ARTM – Atmospheric Radionuclide Transport Model
During operation of nuclear power plants, minimal quantities of radioactive substances are discharged with exhaust air through the stack into the biosphere. The contaminants disperse with the wind and may partly also deposit on the ground. According to § 47 of the Radiation Protection Ordinance, these discharges must be limited in a way that the maximum annual effective dose of 0.3 mSv for individuals is not exceeded.
Operators of nuclear power plants have to demonstrate at regular intervals that these limits are not exceeded and that even discharges that lie below these limits will be kept as low as reasonably practicable. The data provided by the plant operators are regularly checked by the supervisory authorities for compliance with the legal limits as part of the supervision procedure. To do so, the authorities use i.a. simulation tools, so-called dispersion programs.
What is ARTM?
ARTM is a program system developed by GRS and the engineering firm Janicke by order of the Federal Ministry for the Environment, Nature Conservation and Nuclear safety (BMU) and the Federal Office for Radiation Protection (BfS). It simulates the atmospheric dispersion of released airborne radioactive substances as well as subsequent deposition of the materials on the ground, taking into account their physical and chemical properties that govern their deposition behaviour. ARTM reflects the current state of the art in science and technology. For example, it complies with the current requirements of the administrative provision “Technical Guideline for Air Pollution Control (TA-Luft)” of the Federal Immission Control Act.
By means of the DARTM dose module developed by the Federal Office for Radiation Protection (BfS), it is possible to determine the maximum additional dose caused by the discharged radionuclides from the radionuclide concentration calculated by ARTM. The DARTM 1.5 dose module is included in the code package GO-ARTM 2.0.
Development: From AUSTAL2000 to GO-ARTM
ARTM is based on the AUSTAL2000 code package. AUSTAL2000 was designed for modelling the dispersion of so called conventional air pollutants, i.e. non-radioactive pollutants, and uses a Lagrangian particle dispersion model in combination of a diagnostic flow model.

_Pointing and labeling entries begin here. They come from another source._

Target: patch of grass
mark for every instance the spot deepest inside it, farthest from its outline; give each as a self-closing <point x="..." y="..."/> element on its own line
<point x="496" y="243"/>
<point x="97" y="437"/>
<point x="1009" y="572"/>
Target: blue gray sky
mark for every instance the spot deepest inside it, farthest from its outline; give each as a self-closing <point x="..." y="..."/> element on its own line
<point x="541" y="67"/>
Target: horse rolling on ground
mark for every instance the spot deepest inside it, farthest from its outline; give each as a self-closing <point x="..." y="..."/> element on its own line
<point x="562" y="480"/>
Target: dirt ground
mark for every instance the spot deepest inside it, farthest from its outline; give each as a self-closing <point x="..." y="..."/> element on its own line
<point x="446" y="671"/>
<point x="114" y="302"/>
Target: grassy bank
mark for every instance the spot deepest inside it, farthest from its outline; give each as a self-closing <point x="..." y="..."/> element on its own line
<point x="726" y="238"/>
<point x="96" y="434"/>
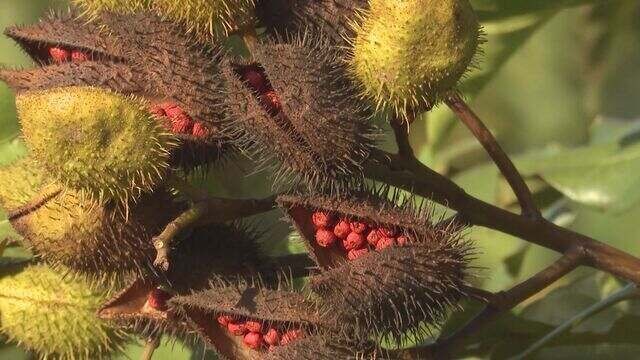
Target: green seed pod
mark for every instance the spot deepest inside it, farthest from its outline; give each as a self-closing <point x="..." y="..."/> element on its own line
<point x="329" y="17"/>
<point x="19" y="184"/>
<point x="95" y="141"/>
<point x="293" y="110"/>
<point x="54" y="316"/>
<point x="408" y="54"/>
<point x="384" y="269"/>
<point x="92" y="238"/>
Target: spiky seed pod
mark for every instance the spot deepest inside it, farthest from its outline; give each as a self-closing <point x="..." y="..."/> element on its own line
<point x="54" y="316"/>
<point x="19" y="184"/>
<point x="92" y="238"/>
<point x="330" y="17"/>
<point x="128" y="54"/>
<point x="298" y="114"/>
<point x="208" y="19"/>
<point x="95" y="141"/>
<point x="408" y="54"/>
<point x="407" y="271"/>
<point x="208" y="253"/>
<point x="243" y="320"/>
<point x="321" y="347"/>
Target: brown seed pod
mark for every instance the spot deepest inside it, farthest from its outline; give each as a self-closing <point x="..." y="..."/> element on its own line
<point x="405" y="271"/>
<point x="86" y="236"/>
<point x="330" y="17"/>
<point x="292" y="109"/>
<point x="244" y="320"/>
<point x="138" y="54"/>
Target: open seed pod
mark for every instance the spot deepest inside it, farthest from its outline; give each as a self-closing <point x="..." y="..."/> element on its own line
<point x="132" y="54"/>
<point x="292" y="109"/>
<point x="384" y="268"/>
<point x="245" y="320"/>
<point x="407" y="55"/>
<point x="208" y="253"/>
<point x="329" y="17"/>
<point x="54" y="316"/>
<point x="65" y="228"/>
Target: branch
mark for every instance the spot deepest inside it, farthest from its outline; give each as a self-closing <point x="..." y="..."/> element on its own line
<point x="204" y="212"/>
<point x="500" y="158"/>
<point x="413" y="176"/>
<point x="498" y="304"/>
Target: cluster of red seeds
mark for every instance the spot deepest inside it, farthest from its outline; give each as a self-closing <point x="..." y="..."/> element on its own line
<point x="256" y="79"/>
<point x="355" y="238"/>
<point x="255" y="335"/>
<point x="61" y="55"/>
<point x="179" y="121"/>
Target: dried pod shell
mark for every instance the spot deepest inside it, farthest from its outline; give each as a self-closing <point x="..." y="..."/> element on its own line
<point x="54" y="316"/>
<point x="313" y="130"/>
<point x="329" y="17"/>
<point x="72" y="230"/>
<point x="407" y="55"/>
<point x="95" y="141"/>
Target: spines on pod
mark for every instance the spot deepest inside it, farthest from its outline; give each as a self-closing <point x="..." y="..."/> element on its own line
<point x="385" y="269"/>
<point x="96" y="141"/>
<point x="54" y="316"/>
<point x="293" y="109"/>
<point x="329" y="17"/>
<point x="408" y="54"/>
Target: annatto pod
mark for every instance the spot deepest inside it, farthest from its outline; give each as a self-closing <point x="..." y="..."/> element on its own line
<point x="330" y="17"/>
<point x="72" y="230"/>
<point x="211" y="252"/>
<point x="292" y="108"/>
<point x="244" y="320"/>
<point x="408" y="54"/>
<point x="95" y="141"/>
<point x="384" y="268"/>
<point x="54" y="316"/>
<point x="132" y="54"/>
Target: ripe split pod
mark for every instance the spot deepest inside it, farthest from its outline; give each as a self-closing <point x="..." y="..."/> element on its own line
<point x="414" y="278"/>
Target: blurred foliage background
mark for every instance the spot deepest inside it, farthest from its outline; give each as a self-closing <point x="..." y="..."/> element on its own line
<point x="558" y="85"/>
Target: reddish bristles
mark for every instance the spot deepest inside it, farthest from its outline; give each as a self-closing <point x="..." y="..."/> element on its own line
<point x="357" y="238"/>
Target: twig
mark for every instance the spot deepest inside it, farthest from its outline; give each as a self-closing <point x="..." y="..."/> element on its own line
<point x="500" y="303"/>
<point x="628" y="292"/>
<point x="500" y="158"/>
<point x="150" y="347"/>
<point x="419" y="179"/>
<point x="204" y="212"/>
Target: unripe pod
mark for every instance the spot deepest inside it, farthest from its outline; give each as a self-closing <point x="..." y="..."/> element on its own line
<point x="315" y="132"/>
<point x="54" y="316"/>
<point x="408" y="54"/>
<point x="95" y="141"/>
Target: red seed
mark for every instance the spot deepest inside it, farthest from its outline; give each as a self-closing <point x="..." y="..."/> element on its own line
<point x="79" y="56"/>
<point x="373" y="237"/>
<point x="253" y="326"/>
<point x="358" y="227"/>
<point x="253" y="340"/>
<point x="342" y="229"/>
<point x="290" y="336"/>
<point x="325" y="238"/>
<point x="356" y="253"/>
<point x="353" y="241"/>
<point x="237" y="329"/>
<point x="402" y="240"/>
<point x="322" y="219"/>
<point x="224" y="320"/>
<point x="387" y="232"/>
<point x="272" y="337"/>
<point x="157" y="299"/>
<point x="385" y="242"/>
<point x="199" y="130"/>
<point x="59" y="54"/>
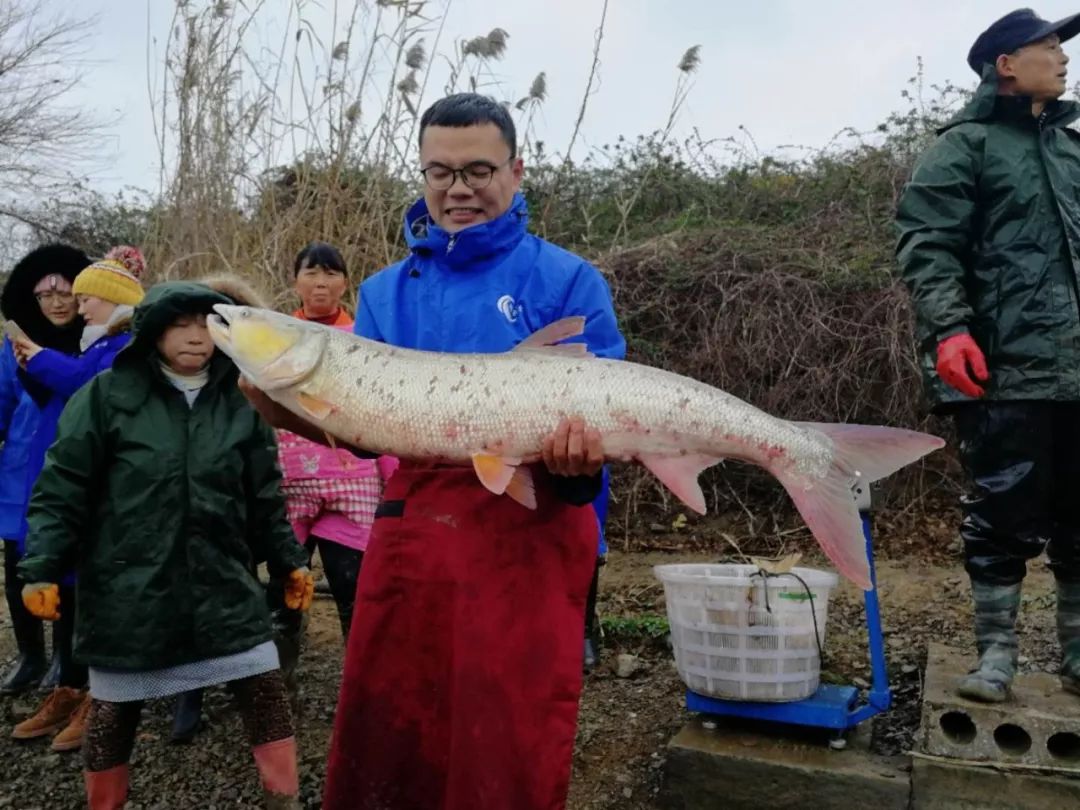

ARTM was adapted and extended to consider airborne radioactive substances: For this purpose, algorithms for the consideration of gamma cloud radiation as well as the washout of radioactive particles by precipitation – the so-called wet deposition – were developed and implemented into the existing source code of the AUSTAL2000 version 2.2.11. Thus, ARTM features the flexible and realistic modelling of the spatial distribution of radionuclide concentrations and dry and wet radionuclide deposition. The extended ARTM code package contains the diagnostic flow model TALdia and the graphical user interface GO-ARTM developed by GRS. This user interface allows for a user-friendly control and evaluation of ARTM, TALdia and DARTM calculations. Further auxiliary programs facilitate this process and extend the analysis possibilities.